I wasn't able to find a call log in the free version of SightSpeed at all. There is a "Call History" button, which takes you to a web page, but then informs you that Call History isn't available with the free service plan. Too bad, because this was the only thing I could find to complain about in SightSpeed dial out!
Last, and certainly least, comes Skype. I didn't try it. First and foremost because I would never trust them with any of my money, not even $10 of it. I have seen far too many complaints from Skype customers about accounts being blocked - sometimes before they could even make the first call after loading credit! I know what Skype "Customer Support" is like, once they block your account it takes a minimum of FOUR DAYS to get any response, and even that is generally not a resolution, it is only an acknowledgment that they got your request. Even in the Skype User Forums, the response from the exports is "File a Customer Support request and come back after FOUR DAYS". On top of that, there have been hundreds of reports of calls being dropped after 6 seconds, or 30 seconds, or whatever... The bottom line is, I am not about to even risk trying SkypeOut, if anyone else decides to do so... well, it's your money!

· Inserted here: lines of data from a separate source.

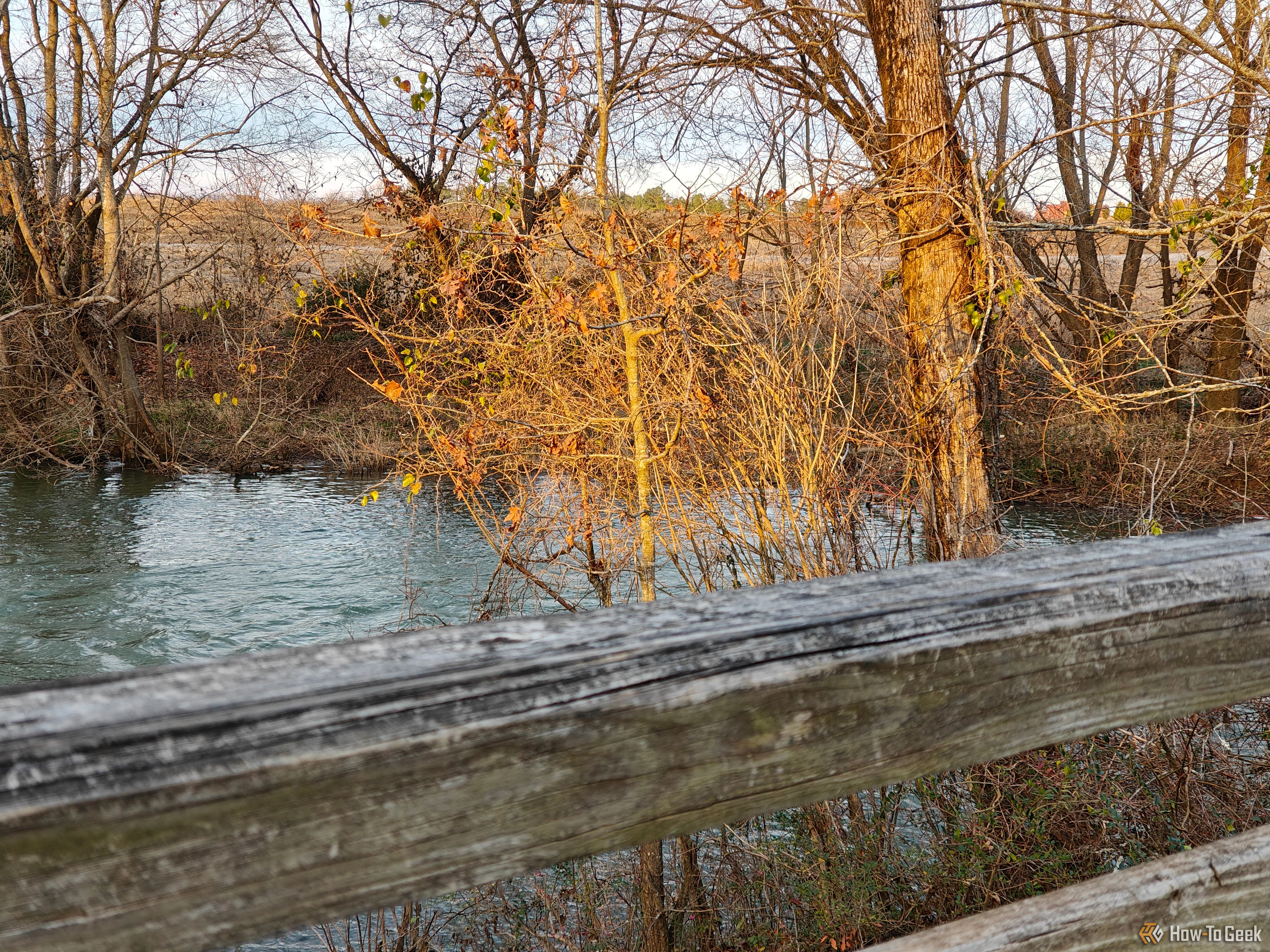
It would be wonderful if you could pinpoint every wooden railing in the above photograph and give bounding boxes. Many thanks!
[7,523,1270,952]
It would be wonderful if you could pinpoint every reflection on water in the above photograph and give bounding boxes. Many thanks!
[0,470,1126,952]
[0,470,489,683]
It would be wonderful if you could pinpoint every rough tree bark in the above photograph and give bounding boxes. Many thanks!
[865,0,998,560]
[1204,0,1270,425]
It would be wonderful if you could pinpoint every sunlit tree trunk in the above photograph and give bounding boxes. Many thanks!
[1204,0,1265,425]
[865,0,998,560]
[596,0,671,952]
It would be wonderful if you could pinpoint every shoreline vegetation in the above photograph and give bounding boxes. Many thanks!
[7,0,1270,952]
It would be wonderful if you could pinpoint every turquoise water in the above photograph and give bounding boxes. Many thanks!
[0,470,490,683]
[0,468,1124,952]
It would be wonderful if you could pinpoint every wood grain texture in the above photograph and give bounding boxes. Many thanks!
[0,523,1270,952]
[870,826,1270,952]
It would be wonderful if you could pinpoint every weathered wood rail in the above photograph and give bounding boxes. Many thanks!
[7,523,1270,952]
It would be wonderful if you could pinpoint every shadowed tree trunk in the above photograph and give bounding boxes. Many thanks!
[865,0,998,560]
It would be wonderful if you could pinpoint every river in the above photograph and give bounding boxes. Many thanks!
[0,467,1123,952]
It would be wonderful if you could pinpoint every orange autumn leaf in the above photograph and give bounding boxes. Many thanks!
[371,380,401,404]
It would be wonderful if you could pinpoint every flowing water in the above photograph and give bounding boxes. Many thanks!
[0,470,490,683]
[0,468,1123,952]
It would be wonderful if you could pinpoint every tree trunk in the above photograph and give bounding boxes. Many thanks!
[865,0,998,560]
[676,836,719,952]
[1204,0,1270,426]
[637,840,671,952]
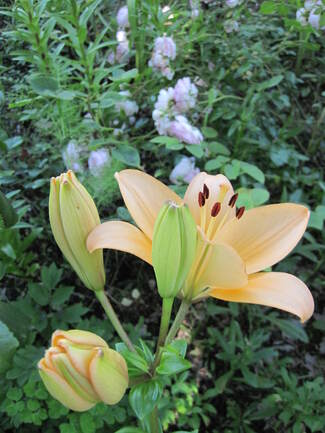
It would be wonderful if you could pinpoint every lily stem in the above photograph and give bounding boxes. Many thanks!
[95,290,135,352]
[156,298,174,354]
[151,298,175,374]
[150,406,160,433]
[165,299,191,346]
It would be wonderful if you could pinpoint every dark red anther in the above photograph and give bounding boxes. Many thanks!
[236,206,245,219]
[198,191,205,207]
[228,194,238,207]
[211,201,221,217]
[203,184,210,200]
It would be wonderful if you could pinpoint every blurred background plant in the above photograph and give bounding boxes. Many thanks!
[0,0,325,433]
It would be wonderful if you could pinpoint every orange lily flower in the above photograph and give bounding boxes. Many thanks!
[87,170,314,322]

Finally, a word about costs. Generally, these services have a per-minute cost, frequently based on both where you are calling from and calling to. So it is very difficult to generalize about which one is "lowest price", because that will often depend on your specific situation and typical calling patterns. One thing to watch out for, though, is a "connect fee" which gets added to every call. Only one of these four currently does that - Skype. This base fee will skew the actual cost of calls which appear to be cheap (or even free) based on per-minute rates. You might also be able to find "All Calls Free" or "Unlimited Free Calling" plans, but make sure you read them carefully and understand what the conditions are. Gizmo has an "All Calls Free" plan, and I seem to have qualified for it, but I honestly don't understand how or why, or even exactly what it covers... Skype has (or has had) various free calling plans, but they were generally limited to calls originating and terminating in some specific country or region you had signed up for. I'm not very clear on the concept of why it matters where a call coming from a computer has originated...
With all of these programs, the CallOut service is not intended to replace traditional POTS service, and it is generally not possible to call 911 or other emergency service numbers with them. In most cases it also doesn't show any useful information for the CallerID at the receiving end, so if your contacts do call screening, you might have a tough time getting through.